А потом, пригубив вина, царевич всё же обронил фразу, которую жрица запомнила, но к которой они больше никогда не возвращались. Тихо – могло и послышаться.
– Но моим братом он хотя бы гордился…
Рука Рамсеса, сжимавшая её ладонь, чуть дрогнула, и это вернуло Шепсет к настоящему. Владыка награждал чати Таа и объявлял о продлении полномочий наместника в Царстве Куш, поддерживающего мир в южных провинциях. Жрица прищурилась, глядя на правителя. Показалось или голос его чуть дрогнул? И выглядел он словно бы несколько более усталым, возможно потому, что церемония затягивалась.
В тот момент пространство неуловимо изменилось. Девушка судорожно вздохнула, уже зная, что произойдёт дальше. Солнечная ладья сияла ярко, но двор утопал в мягких ласковых тенях, дарующих прохладу. Вот только сейчас для Шепсет день стал темнее, как серые прозрачные сумерки. Голоса Тех наполнили её восприятие, становясь всё явственнее, заглушая понемногу голоса живых. Их шёпот был словно далёкий плеск волн, слова – неразборчивы. Но они шептали об опасности.
«Почему теперь? Что за знамение?» – подумала девушка, обводя взглядом гостей, пытаясь разглядеть, за кем из них могли прийти Странники.
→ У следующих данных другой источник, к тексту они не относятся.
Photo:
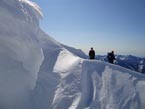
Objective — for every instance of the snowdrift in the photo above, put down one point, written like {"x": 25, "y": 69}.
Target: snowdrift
{"x": 37, "y": 72}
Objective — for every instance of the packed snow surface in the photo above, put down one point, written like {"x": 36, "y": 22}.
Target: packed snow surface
{"x": 37, "y": 72}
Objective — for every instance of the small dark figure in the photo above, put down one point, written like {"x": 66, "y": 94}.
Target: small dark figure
{"x": 92, "y": 54}
{"x": 111, "y": 57}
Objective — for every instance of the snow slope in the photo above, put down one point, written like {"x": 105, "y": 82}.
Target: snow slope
{"x": 37, "y": 72}
{"x": 128, "y": 61}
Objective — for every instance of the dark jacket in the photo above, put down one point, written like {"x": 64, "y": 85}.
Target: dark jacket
{"x": 111, "y": 57}
{"x": 92, "y": 54}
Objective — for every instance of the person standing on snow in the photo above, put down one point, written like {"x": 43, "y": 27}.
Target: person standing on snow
{"x": 92, "y": 53}
{"x": 111, "y": 57}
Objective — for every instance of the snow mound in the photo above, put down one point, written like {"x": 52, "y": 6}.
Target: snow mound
{"x": 37, "y": 72}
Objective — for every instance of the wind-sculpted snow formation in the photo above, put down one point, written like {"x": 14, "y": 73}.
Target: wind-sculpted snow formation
{"x": 37, "y": 72}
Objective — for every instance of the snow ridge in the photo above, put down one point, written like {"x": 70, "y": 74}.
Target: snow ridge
{"x": 37, "y": 72}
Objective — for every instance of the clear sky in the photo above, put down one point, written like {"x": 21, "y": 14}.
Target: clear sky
{"x": 106, "y": 25}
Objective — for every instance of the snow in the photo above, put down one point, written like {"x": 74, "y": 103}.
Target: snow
{"x": 37, "y": 72}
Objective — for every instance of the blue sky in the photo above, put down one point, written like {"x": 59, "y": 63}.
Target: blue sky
{"x": 106, "y": 25}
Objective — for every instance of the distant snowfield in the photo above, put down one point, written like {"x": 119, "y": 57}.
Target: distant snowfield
{"x": 37, "y": 72}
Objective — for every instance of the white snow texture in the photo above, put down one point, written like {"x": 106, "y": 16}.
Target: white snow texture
{"x": 37, "y": 72}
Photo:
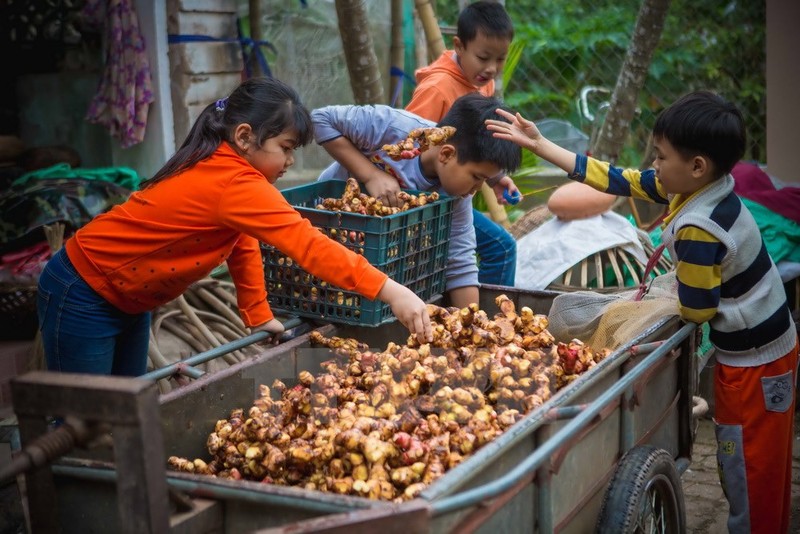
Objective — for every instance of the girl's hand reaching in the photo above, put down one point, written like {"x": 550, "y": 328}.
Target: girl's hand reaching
{"x": 524, "y": 133}
{"x": 409, "y": 309}
{"x": 273, "y": 327}
{"x": 518, "y": 130}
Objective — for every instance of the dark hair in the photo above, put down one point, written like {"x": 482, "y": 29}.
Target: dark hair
{"x": 268, "y": 105}
{"x": 704, "y": 123}
{"x": 473, "y": 141}
{"x": 489, "y": 18}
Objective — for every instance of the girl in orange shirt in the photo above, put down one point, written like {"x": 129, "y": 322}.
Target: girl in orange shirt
{"x": 212, "y": 202}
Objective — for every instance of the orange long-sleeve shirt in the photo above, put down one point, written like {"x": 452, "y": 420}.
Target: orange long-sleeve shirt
{"x": 147, "y": 251}
{"x": 439, "y": 85}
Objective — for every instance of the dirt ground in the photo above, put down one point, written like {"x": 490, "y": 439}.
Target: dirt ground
{"x": 706, "y": 507}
А потом подняла взгляд к Окну Явлений…
Тени клубились у ног Владыки, поднимаясь всё выше, окутывая его плечи, становясь темнее и тяжелее. В неестественных сгущающихся сумерках Шепсет различала их уродливые формы, проступающие смутными силуэтами, жадно скалящиеся и ускользающие.
Люди радовались, смеялись, поздравляя тех, кого правитель отметил сегодня. Жрица давно уже знала, что кроме неё никто этого не видит и что нельзя ни с кем обсуждать или тем более издавать предупреждающий возглас.